Sugar appetite is influenced by unlearned attractions to sweet taste and learned responses to sugars' taste and post-ingestive actions. In rats, sugar-conditioned flavor preferences (CFP) are attenuated by dopamine D1 (SCH23390: SCH), but not by opioid (naltrexone: NTX), receptor antagonism. Sucrose-CFP occurs in BALB/c and SWR inbred mice that differ in their suppressive effects of SCH and NTX on sucrose intake.
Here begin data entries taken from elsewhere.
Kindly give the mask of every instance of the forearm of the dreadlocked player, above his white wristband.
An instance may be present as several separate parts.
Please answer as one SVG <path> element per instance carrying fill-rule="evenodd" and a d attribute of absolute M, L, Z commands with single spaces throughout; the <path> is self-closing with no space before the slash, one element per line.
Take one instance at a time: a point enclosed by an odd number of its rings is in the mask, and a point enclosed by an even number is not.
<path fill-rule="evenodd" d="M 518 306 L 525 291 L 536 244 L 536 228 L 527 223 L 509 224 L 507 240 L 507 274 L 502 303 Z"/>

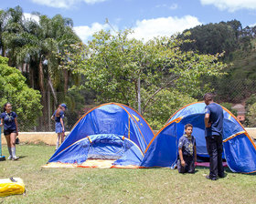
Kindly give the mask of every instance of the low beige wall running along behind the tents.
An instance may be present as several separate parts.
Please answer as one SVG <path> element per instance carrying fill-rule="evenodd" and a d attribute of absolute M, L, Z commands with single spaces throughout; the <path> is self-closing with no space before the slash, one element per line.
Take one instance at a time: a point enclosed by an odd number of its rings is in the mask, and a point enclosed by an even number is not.
<path fill-rule="evenodd" d="M 256 139 L 256 128 L 245 128 L 251 138 Z M 156 132 L 156 131 L 155 131 Z M 69 132 L 65 133 L 66 135 Z M 55 145 L 57 140 L 57 133 L 55 132 L 19 132 L 18 138 L 21 143 L 40 143 L 47 145 Z M 5 136 L 2 134 L 2 144 L 6 144 Z"/>

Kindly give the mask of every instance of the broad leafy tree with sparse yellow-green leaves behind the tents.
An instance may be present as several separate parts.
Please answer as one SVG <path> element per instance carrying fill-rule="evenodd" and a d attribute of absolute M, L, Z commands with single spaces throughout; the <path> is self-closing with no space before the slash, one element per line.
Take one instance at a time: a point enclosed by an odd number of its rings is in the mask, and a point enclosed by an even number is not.
<path fill-rule="evenodd" d="M 176 36 L 144 43 L 130 38 L 130 33 L 98 32 L 88 45 L 74 45 L 75 52 L 67 51 L 62 67 L 84 75 L 85 87 L 95 90 L 99 101 L 121 102 L 136 109 L 141 102 L 142 114 L 166 88 L 193 97 L 209 90 L 208 83 L 200 80 L 202 76 L 222 75 L 225 65 L 218 62 L 219 56 L 183 52 L 183 41 Z"/>

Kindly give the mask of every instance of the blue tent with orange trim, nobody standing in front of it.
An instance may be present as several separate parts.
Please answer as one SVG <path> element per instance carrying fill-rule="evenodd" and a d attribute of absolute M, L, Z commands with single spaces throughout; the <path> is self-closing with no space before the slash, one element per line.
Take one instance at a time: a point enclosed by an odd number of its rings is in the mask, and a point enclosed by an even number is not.
<path fill-rule="evenodd" d="M 153 137 L 153 130 L 133 108 L 103 104 L 80 118 L 48 163 L 81 164 L 91 158 L 139 166 Z"/>

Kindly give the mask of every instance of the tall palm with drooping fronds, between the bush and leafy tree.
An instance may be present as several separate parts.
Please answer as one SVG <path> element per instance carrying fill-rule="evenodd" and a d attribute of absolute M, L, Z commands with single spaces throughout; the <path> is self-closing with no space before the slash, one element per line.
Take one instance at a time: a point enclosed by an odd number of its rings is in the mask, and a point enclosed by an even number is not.
<path fill-rule="evenodd" d="M 59 57 L 56 53 L 62 53 L 69 44 L 80 42 L 80 38 L 71 28 L 71 19 L 63 18 L 61 15 L 55 15 L 53 18 L 37 15 L 39 24 L 32 19 L 24 24 L 27 31 L 24 34 L 25 45 L 19 49 L 17 63 L 29 65 L 29 73 L 33 75 L 29 77 L 33 80 L 31 84 L 38 88 L 42 95 L 41 127 L 49 129 L 51 107 L 55 108 L 59 103 L 57 92 L 61 91 L 66 95 L 69 87 L 70 74 L 67 70 L 59 70 Z M 34 78 L 37 78 L 36 82 Z M 50 105 L 49 91 L 54 98 L 53 106 Z M 61 102 L 63 99 L 61 98 Z"/>

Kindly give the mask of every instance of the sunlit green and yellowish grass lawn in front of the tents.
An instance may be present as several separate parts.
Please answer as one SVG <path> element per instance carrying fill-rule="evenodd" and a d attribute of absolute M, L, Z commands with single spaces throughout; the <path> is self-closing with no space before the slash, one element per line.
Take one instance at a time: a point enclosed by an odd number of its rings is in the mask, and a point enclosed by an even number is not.
<path fill-rule="evenodd" d="M 256 175 L 232 173 L 205 179 L 208 168 L 194 175 L 169 168 L 41 168 L 54 147 L 18 145 L 17 161 L 0 161 L 0 179 L 19 177 L 26 195 L 0 203 L 256 203 Z M 7 147 L 3 155 L 8 157 Z"/>

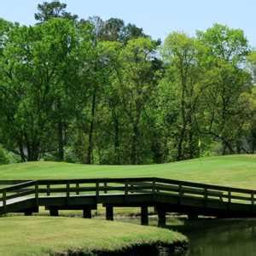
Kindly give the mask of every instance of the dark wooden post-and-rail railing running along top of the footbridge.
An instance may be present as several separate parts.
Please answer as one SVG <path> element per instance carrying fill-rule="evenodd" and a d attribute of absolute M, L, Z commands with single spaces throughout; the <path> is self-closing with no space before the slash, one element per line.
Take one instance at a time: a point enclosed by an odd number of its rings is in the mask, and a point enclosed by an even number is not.
<path fill-rule="evenodd" d="M 15 181 L 9 181 L 9 183 Z M 21 182 L 21 181 L 19 181 Z M 0 183 L 4 183 L 1 181 Z M 180 200 L 196 198 L 204 201 L 245 203 L 254 205 L 256 190 L 232 188 L 204 183 L 184 182 L 158 177 L 49 179 L 25 181 L 0 189 L 0 201 L 5 207 L 11 200 L 44 196 L 79 195 L 172 195 Z"/>

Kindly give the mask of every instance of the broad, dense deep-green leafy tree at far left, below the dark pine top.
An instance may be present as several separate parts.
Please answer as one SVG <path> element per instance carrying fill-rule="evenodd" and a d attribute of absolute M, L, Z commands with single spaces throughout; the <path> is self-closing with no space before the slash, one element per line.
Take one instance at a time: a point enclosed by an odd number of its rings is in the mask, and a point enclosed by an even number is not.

The present study examined whether SCH and NTX altered expression of previously learned sucrose-CFP and acquisition (learning) of sucrose-CFP in these strains. In Experiment 1, food-restricted mice were trained (10 one-bottle sessions) to drink a more-preferred flavored (e.g., cherry) 16% sucrose solution (CS+/Sucrose) on odd-numbered days, and a less-preferred flavored (e.g., grape) 0.05% saccharin solution (CS−/Saccharin) on even-numbered days. Two-bottle tests with the flavors mixed in 0.2% saccharin occurred 30min following vehicle (Veh), SCH (50–800nmol/kg) or NTX (1–5mg/kg) assessing preference expression. CS+ preference expression in BALB/c and SWR mice following Veh were significantly reduced by SCH and NTX. In Experiment 2, separate groups of BALB/c and SWR mice received Veh, SCH (50nmol/kg) or NTX (1mg/kg) injections 30min prior to daily one-bottle training sessions with the CS+/Sucrose and CS−/Saccharin solutions assessing preference acquisition. Subsequent two-bottle tests with the CS+ vs. CS− solutions were conducted without injections. CS+/Sucrose training intakes were reduced by SCH in both strains and by NTX in BALB/c mice. In the initial two-bottle test, sucrose-CFP acquisition was significantly reduced in BALB NTX (54%), but not in BALB SCH (77%) groups relative to the BALB Veh group (85%). In contrast, sucrose-CFP acquisition was significantly reduced in SWR SCH (61%), but not in SWR NTX (83%) groups relative to the SWR Veh group (86%). DA D1 and opioid receptor signaling modulate acquisition and/or expression of sucrose-CFP in mice with significant strain differences observed.